Unlike the others, these are not insurance systems at all. Instead,
the government owns hospitals and employs health-care providers
directly. Even under single payer or national-health systems,
private insurance companies may offer supplemental coverage.
For all their differences, other countries publicly regulate
the provision of health care more closely than the United States.

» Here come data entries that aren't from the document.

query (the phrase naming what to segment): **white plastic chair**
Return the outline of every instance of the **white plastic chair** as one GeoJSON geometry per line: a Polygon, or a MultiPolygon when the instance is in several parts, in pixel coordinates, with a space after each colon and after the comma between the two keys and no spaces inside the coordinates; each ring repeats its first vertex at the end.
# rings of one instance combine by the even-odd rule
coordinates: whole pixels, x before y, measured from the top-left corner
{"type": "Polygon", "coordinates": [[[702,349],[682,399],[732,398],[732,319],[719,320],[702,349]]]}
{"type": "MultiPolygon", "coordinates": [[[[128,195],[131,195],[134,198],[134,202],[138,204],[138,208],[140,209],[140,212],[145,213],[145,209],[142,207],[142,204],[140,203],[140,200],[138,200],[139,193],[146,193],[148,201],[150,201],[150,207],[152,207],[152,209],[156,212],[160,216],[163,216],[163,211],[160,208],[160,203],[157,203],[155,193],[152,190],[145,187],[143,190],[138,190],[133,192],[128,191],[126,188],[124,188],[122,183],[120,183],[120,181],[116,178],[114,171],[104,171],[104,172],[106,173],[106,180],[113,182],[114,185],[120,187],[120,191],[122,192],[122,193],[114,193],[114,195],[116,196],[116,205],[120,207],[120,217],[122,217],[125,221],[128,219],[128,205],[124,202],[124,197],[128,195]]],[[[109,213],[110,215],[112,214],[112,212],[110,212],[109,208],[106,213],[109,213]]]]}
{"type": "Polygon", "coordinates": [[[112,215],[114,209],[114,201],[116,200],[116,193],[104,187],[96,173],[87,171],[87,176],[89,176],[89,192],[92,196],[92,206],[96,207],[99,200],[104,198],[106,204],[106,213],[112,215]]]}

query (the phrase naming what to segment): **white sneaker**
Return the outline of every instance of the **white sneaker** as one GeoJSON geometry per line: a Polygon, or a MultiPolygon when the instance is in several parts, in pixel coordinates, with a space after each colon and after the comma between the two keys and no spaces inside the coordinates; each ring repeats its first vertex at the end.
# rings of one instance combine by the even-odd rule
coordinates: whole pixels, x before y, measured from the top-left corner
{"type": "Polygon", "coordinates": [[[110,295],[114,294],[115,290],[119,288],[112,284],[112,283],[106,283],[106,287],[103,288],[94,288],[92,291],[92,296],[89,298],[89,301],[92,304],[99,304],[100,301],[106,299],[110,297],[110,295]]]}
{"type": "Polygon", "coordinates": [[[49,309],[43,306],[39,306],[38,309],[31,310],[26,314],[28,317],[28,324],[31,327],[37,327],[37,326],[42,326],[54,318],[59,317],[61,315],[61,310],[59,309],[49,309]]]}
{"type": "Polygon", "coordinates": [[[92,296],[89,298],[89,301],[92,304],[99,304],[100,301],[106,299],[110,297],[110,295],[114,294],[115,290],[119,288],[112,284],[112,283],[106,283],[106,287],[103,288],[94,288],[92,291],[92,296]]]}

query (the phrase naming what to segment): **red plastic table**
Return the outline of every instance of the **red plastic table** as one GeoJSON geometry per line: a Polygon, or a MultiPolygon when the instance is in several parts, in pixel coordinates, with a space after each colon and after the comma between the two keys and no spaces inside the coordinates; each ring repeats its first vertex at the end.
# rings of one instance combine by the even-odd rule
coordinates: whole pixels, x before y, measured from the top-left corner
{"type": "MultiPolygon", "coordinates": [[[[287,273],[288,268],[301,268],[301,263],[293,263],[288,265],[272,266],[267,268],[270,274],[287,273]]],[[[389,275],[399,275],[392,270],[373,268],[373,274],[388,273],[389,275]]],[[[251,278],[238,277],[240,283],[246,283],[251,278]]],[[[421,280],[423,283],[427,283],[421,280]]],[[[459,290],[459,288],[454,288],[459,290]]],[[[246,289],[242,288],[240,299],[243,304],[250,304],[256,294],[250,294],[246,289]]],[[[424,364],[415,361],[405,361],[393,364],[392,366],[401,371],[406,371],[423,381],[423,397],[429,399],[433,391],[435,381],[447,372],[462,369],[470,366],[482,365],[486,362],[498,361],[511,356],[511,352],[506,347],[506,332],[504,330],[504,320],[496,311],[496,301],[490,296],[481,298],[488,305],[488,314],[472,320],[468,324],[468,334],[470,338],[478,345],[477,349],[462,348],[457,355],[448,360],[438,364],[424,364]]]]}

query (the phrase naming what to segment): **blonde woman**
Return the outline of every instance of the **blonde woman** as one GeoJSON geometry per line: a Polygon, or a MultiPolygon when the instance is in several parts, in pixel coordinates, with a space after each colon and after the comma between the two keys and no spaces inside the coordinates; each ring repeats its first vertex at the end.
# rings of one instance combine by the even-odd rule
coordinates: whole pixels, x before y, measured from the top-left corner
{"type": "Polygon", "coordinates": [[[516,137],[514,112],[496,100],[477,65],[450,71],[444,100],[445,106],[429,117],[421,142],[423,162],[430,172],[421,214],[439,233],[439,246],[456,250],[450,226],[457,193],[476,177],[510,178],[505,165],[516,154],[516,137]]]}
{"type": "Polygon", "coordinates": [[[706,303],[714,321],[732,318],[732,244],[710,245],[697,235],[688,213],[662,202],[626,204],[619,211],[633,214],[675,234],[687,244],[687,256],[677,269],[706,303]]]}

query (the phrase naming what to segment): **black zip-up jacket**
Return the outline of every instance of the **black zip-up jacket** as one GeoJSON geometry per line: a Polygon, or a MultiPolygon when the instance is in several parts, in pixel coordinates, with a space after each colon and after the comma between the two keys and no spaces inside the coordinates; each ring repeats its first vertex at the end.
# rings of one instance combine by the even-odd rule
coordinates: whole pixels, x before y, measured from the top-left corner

Defenders of the U.S. system often decry these alternatives as
forms of "rationing" and "bureaucracy." The
United States, however, already has plenty of both, courtesy of
the private, profit driven system. Every HMO or managed-care arrangement
in the United States rations care - permitting a patient to see
a specialist only if referred by a primary-care physician, refusing
to cover certain treatments altogether - while the system as a
whole rations care according to ability to pay. And even the Wall
Street Journal admits that the U.S. system "has accumulated
a massive bureaucracy that simply doesn't exist in other countries."
Perhaps one fourth of so-called "health care" workers
"do nothing but paperwork."
It should not come as any surprise that, for our unmatched
levels of spending, the United States gets less than it pays for.
What the U.S. system has - inefficiency, red tape, and big profits
- is expensive. What it lacks - universal coverage- is priceless.
Phineas Baxandall is a member of the D&S collective.